CT imaging also revealed a multilobulated pelvic mass and a partial filling defect in the left iliac vein and inferior vena cava. This finding raises the differential diagnosis between a bland thrombus and intravascular tumor extension. Differentiation is critical; while bland thrombi are typically non-enhancing, tumor thrombi often exhibit contrast enhancement and direct continuity with the primary pelvic mass [15]. In this patient, the defect was suggestive of tumor extension, a feature documented in aggressive variants such as intravenous leiomyomatosis [15].
Although definitive diagnosis requires histological confirmation, radiologic findings especially in the context of a history of treated uterine fibroids can strongly suggest BML. The absence of significant cellular atypia, low mitotic activity, and positivity for hormone receptors on biopsy usually confirm the benign nature of the process.
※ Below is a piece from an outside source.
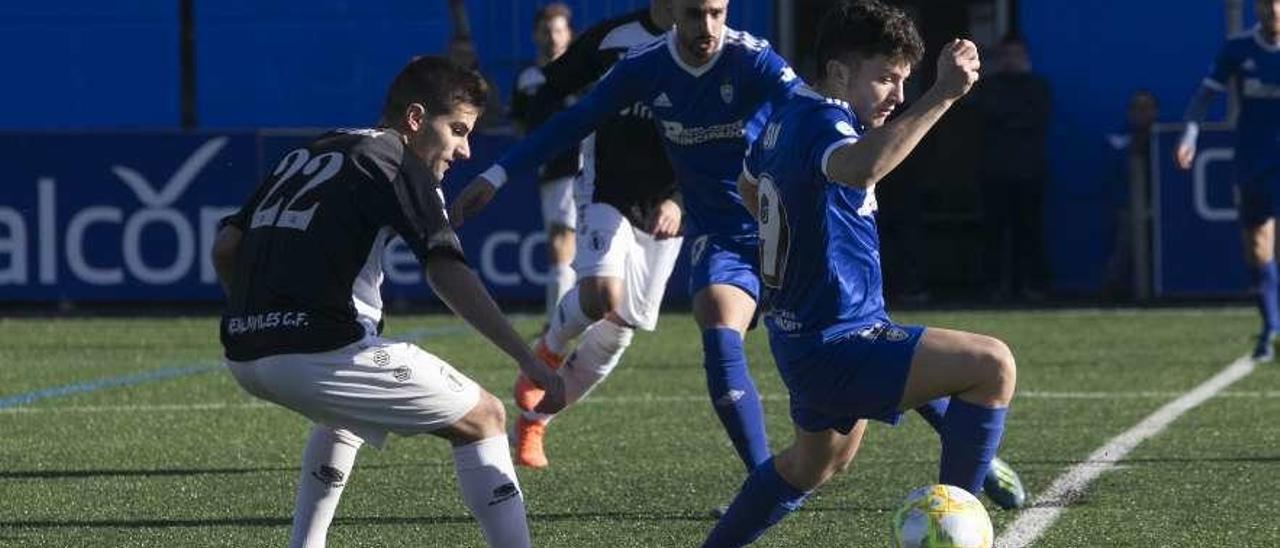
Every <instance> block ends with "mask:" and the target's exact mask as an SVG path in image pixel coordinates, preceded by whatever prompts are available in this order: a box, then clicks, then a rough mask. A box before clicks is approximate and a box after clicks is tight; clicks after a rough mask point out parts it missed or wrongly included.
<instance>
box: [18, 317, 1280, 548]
mask: <svg viewBox="0 0 1280 548" xmlns="http://www.w3.org/2000/svg"><path fill="white" fill-rule="evenodd" d="M896 319H897V320H899V321H902V323H924V324H931V325H941V326H951V328H959V329H968V330H975V332H982V333H989V334H993V335H997V337H1001V338H1004V339H1005V341H1006V342H1009V343H1010V346H1011V347H1012V348H1014V352H1015V355H1016V356H1018V361H1019V397H1018V398H1015V402H1014V410H1012V412H1011V415H1010V423H1009V428H1007V431H1006V438H1005V444H1004V448H1002V451H1001V455H1002V457H1005V458H1006V460H1009V461H1010V462H1012V463H1014V465H1015V466H1016V467H1018V470H1019V471H1020V472H1021V474H1023V478H1024V480H1027V481H1028V483H1029V487H1030V489H1032V492H1033V497H1036V496H1041V494H1042V493H1044V492H1046V490H1047V489H1048V488H1050V485H1051V484H1052V483H1053V481H1055V480H1059V479H1060V478H1062V476H1064V474H1065V472H1066V471H1068V470H1071V469H1079V470H1085V469H1098V467H1100V466H1102V467H1105V470H1102V472H1101V474H1100V475H1097V476H1096V479H1092V480H1091V483H1088V484H1087V485H1085V487H1084V489H1079V488H1078V487H1079V485H1076V488H1075V489H1069V492H1066V493H1061V494H1060V496H1059V497H1052V501H1050V504H1047V506H1046V507H1042V508H1039V510H1038V512H1042V513H1043V512H1044V511H1047V510H1051V511H1052V512H1060V513H1057V515H1056V521H1051V522H1048V524H1047V528H1044V529H1043V534H1042V535H1038V536H1037V542H1036V544H1034V545H1038V547H1123V545H1134V547H1147V545H1160V547H1210V545H1245V547H1248V545H1258V547H1262V545H1274V544H1275V542H1276V539H1280V521H1277V520H1275V519H1274V517H1272V516H1275V515H1276V513H1277V512H1280V502H1277V499H1272V498H1270V494H1271V493H1275V492H1280V429H1277V428H1275V426H1274V425H1272V424H1271V423H1270V420H1271V419H1272V417H1275V416H1277V415H1280V367H1277V366H1276V365H1275V364H1265V365H1260V366H1257V369H1256V370H1253V371H1252V373H1249V371H1240V375H1242V378H1240V379H1239V380H1236V382H1234V384H1229V385H1222V387H1217V391H1213V392H1212V393H1207V394H1206V397H1204V398H1203V403H1201V405H1199V406H1193V407H1189V408H1183V410H1181V411H1180V412H1181V414H1179V415H1172V416H1169V417H1167V419H1169V420H1167V421H1166V424H1165V425H1164V426H1162V430H1155V431H1148V435H1149V438H1140V439H1138V440H1137V442H1135V443H1134V444H1132V452H1128V453H1126V455H1124V456H1123V458H1119V460H1117V461H1116V460H1114V458H1111V460H1108V458H1106V457H1102V458H1100V456H1097V455H1096V456H1094V458H1096V460H1098V461H1097V462H1087V463H1085V466H1079V465H1082V462H1084V461H1085V460H1088V457H1089V456H1091V455H1092V453H1094V452H1096V451H1098V449H1100V448H1103V447H1105V446H1107V447H1111V446H1108V443H1110V442H1114V440H1115V439H1119V438H1121V437H1123V434H1128V431H1129V430H1130V429H1133V428H1134V426H1135V425H1139V423H1143V421H1144V419H1148V417H1151V416H1153V415H1158V414H1157V411H1162V408H1164V407H1165V406H1166V405H1170V402H1175V401H1178V399H1179V398H1183V397H1184V394H1187V393H1188V392H1190V391H1193V389H1194V388H1197V387H1198V385H1201V384H1202V383H1204V382H1206V380H1208V379H1211V378H1213V376H1215V375H1217V374H1219V373H1220V371H1224V369H1226V367H1228V366H1229V365H1230V364H1233V361H1235V360H1236V359H1238V357H1240V355H1243V353H1245V352H1247V351H1248V350H1249V347H1251V341H1249V339H1248V334H1249V333H1252V332H1253V329H1254V324H1256V318H1254V312H1252V311H1249V310H1244V309H1211V310H1193V309H1180V310H1151V311H1105V310H1102V311H1092V310H1082V311H1069V312H1064V311H1048V312H1036V311H1010V312H961V311H956V312H913V314H902V315H899V316H896ZM520 326H521V329H522V330H524V332H525V333H529V334H532V333H534V332H535V330H536V328H538V321H536V320H531V319H526V320H521V321H520ZM388 329H389V332H388V333H389V334H390V335H393V337H397V335H398V337H404V338H408V339H412V341H415V342H417V343H419V344H421V346H424V347H425V348H428V350H429V351H431V352H434V353H436V355H439V356H442V357H444V359H445V360H448V361H451V362H452V364H454V365H456V366H458V369H461V370H462V371H465V373H467V374H468V375H471V376H472V378H474V379H476V380H477V382H480V383H481V384H483V385H485V387H486V388H488V389H490V391H492V392H494V393H495V394H498V396H499V397H507V391H508V388H509V383H511V375H512V365H511V364H509V362H507V361H504V360H503V359H502V356H500V355H499V353H498V352H497V351H494V350H492V348H489V347H488V346H485V344H483V343H481V342H480V338H479V337H477V335H475V334H472V333H471V332H470V330H468V329H466V328H463V326H461V325H460V324H458V323H457V320H453V319H452V318H448V316H399V318H397V316H392V318H390V319H389V320H388ZM0 333H3V334H0V387H3V388H0V431H3V433H4V443H0V462H4V469H3V470H0V485H4V489H3V490H4V496H3V497H0V545H4V547H9V545H13V547H52V545H59V547H61V545H76V547H97V545H101V547H161V545H163V547H175V545H180V547H220V545H284V542H285V538H287V534H288V522H289V513H291V510H292V497H293V487H294V483H296V474H297V470H296V466H297V461H298V456H300V451H301V446H302V440H303V439H305V437H306V431H307V425H306V423H305V420H302V419H301V417H298V416H296V415H293V414H291V412H288V411H283V410H280V408H276V407H273V406H270V405H262V403H260V402H257V401H255V399H252V398H250V397H248V396H246V394H243V393H242V392H241V391H239V388H238V387H237V385H236V384H234V382H233V380H232V379H230V376H229V375H228V374H227V373H225V371H223V370H221V367H220V366H219V365H218V357H219V347H218V341H216V324H215V320H214V319H212V318H183V319H5V320H0ZM748 351H749V353H750V359H751V370H753V374H754V376H755V379H756V384H758V385H759V388H760V391H762V393H764V396H765V412H767V416H768V421H769V431H771V435H772V439H771V440H772V444H773V447H774V448H776V449H777V448H781V447H783V446H785V444H786V443H787V442H788V440H790V438H791V429H790V423H788V419H787V412H786V398H785V391H783V388H782V385H781V382H780V380H778V376H777V374H776V373H774V370H773V365H772V361H771V360H769V359H768V352H767V344H765V341H764V337H763V333H753V334H751V335H750V337H749V338H748ZM1219 391H1220V392H1219ZM937 455H938V443H937V437H936V435H934V434H933V433H932V431H931V430H929V429H928V428H927V426H925V425H924V423H923V421H922V420H919V419H918V417H915V416H914V415H909V419H908V420H906V421H904V424H902V425H901V426H899V428H887V426H883V425H873V426H872V428H870V429H869V430H868V435H867V439H865V443H864V446H863V449H861V452H860V455H859V456H858V458H856V460H855V462H854V466H852V467H851V469H850V471H849V472H846V474H844V475H841V476H838V478H837V479H836V480H833V483H832V484H829V485H827V487H824V488H823V489H822V490H819V492H818V493H817V496H814V497H813V498H812V499H810V501H809V503H808V504H806V506H805V507H804V508H803V510H801V511H800V512H797V513H796V515H794V516H791V517H788V519H787V520H786V521H783V522H782V524H781V525H780V526H778V528H776V529H774V530H772V531H769V533H768V534H767V535H765V536H764V538H763V539H762V542H760V543H758V545H762V547H851V545H852V547H864V545H865V547H874V545H887V543H888V531H890V516H891V513H892V510H893V508H895V507H896V504H897V502H899V501H900V499H901V497H902V496H905V494H906V492H909V490H910V489H911V488H914V487H919V485H923V484H927V483H932V479H933V476H934V472H936V463H937ZM548 456H549V457H550V460H552V466H550V469H548V470H544V471H527V470H521V481H522V484H524V488H525V492H526V497H527V499H526V502H527V506H529V511H530V516H531V524H532V531H534V536H535V543H536V544H538V545H548V547H561V545H563V547H658V545H662V547H689V545H696V544H698V543H699V542H700V540H701V538H703V536H704V535H705V533H707V531H708V530H709V529H710V526H712V525H713V521H712V519H710V517H709V513H708V511H709V510H710V508H712V507H714V506H717V504H721V503H723V502H726V501H727V499H728V498H730V497H732V494H733V492H735V490H736V489H737V487H739V484H740V483H741V479H742V469H741V465H740V463H739V462H737V460H736V457H735V456H733V452H732V448H731V447H730V446H728V442H727V439H726V437H724V434H723V433H722V430H721V428H719V424H718V421H717V420H716V417H714V415H713V414H712V411H710V408H709V405H708V402H707V401H705V392H704V382H703V373H701V366H700V350H699V338H698V335H696V329H695V326H694V323H692V320H691V319H690V318H689V316H687V315H685V314H673V315H669V316H668V318H664V319H663V321H662V324H660V326H659V330H658V332H657V333H652V334H650V333H641V334H639V335H637V337H636V341H635V343H634V346H632V347H631V350H630V351H628V353H627V356H626V357H625V359H623V362H622V365H621V366H620V369H618V370H617V371H616V373H614V375H613V376H612V378H611V379H609V382H607V383H605V384H604V385H603V387H600V389H599V391H596V392H595V393H593V396H591V398H590V399H588V402H584V405H581V406H579V407H575V408H572V410H571V411H568V412H567V414H566V415H564V416H562V417H559V419H557V421H556V423H554V424H553V425H552V428H550V430H549V434H548ZM1018 517H1019V513H1016V512H1002V511H998V510H992V519H993V520H995V522H996V531H997V534H1000V533H1002V531H1005V530H1006V529H1007V528H1009V526H1010V525H1011V524H1014V521H1015V520H1016V519H1018ZM330 545H334V547H347V545H370V547H410V545H413V547H417V545H453V547H472V545H481V542H480V534H479V529H477V528H476V526H475V525H474V524H472V521H471V520H470V517H468V516H467V515H466V512H465V508H463V506H462V503H461V501H460V498H458V496H457V492H456V488H454V483H453V466H452V461H451V458H449V453H448V447H447V444H445V443H444V442H442V440H436V439H434V438H394V439H392V442H390V443H389V448H388V451H383V452H379V451H376V449H372V448H366V449H364V451H362V452H361V457H360V460H358V461H357V465H356V470H355V472H353V475H352V480H351V484H349V487H348V488H347V490H346V494H344V499H343V504H342V506H340V507H339V511H338V519H337V521H335V525H334V528H333V530H332V533H330Z"/></svg>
In this case, pulmonary biopsy was not performed, as radiologic findings were compatible, and the patient remained asymptomatic with excellent functional status (ECOG 0).
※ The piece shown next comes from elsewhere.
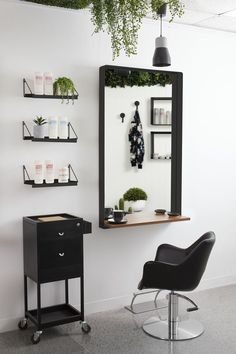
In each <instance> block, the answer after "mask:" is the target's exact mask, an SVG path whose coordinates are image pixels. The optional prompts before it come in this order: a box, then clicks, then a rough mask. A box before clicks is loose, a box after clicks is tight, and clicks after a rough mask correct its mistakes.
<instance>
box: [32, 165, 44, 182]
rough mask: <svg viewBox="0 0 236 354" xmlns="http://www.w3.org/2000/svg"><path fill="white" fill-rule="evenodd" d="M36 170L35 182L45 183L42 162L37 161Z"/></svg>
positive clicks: (34, 166)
Management depends on the patient’s clinical status and the progression of the lesions. A clear hormonal component has been recognized, as these lesions tend to be estrogen- and progesterone-dependent [16]. In asymptomatic cases with stable disease, periodic observation through imaging may be sufficient [[17], [18]]. For patients with symptoms or documented progression, first-line treatment includes GnRH agonists or hormonal inhibitors, with favorable responses reported in several case series [[18], [19]]. Pulmonary surgical resection is reserved for selected cases, particularly when diagnostic uncertainty exists or there is significant functional compromise [[19], [20]].
Conclusions
This case illustrates an unusually delayed presentation of BML, with pulmonary nodules emerging 33 years after hysterectomy for uterine fibroids. Despite benign histology, cellular leiomyomas can exhibit unpredictable biological behavior, including distant spread, posing significant diagnostic challenges. CT imaging played a pivotal role in detecting the characteristic pattern of multiple, well-defined, bilateral pulmonary nodules in an asymptomatic patient, as well as possible intravascular tumor extension, guiding a non-invasive initial approach. This case underscores the importance of including BML in the differential diagnosis of pulmonary nodules in women with relevant gynecologic history even decades after uterine surgery and highlights the value of multidisciplinary evaluation and careful radiologic surveillance in atypical presentations.
Patient consent
Written informed consent was obtained from the patient for the publication of this case report and any accompanying images. All personal identifiers have been removed or anonymized to protect the patient’s privacy and confidentiality.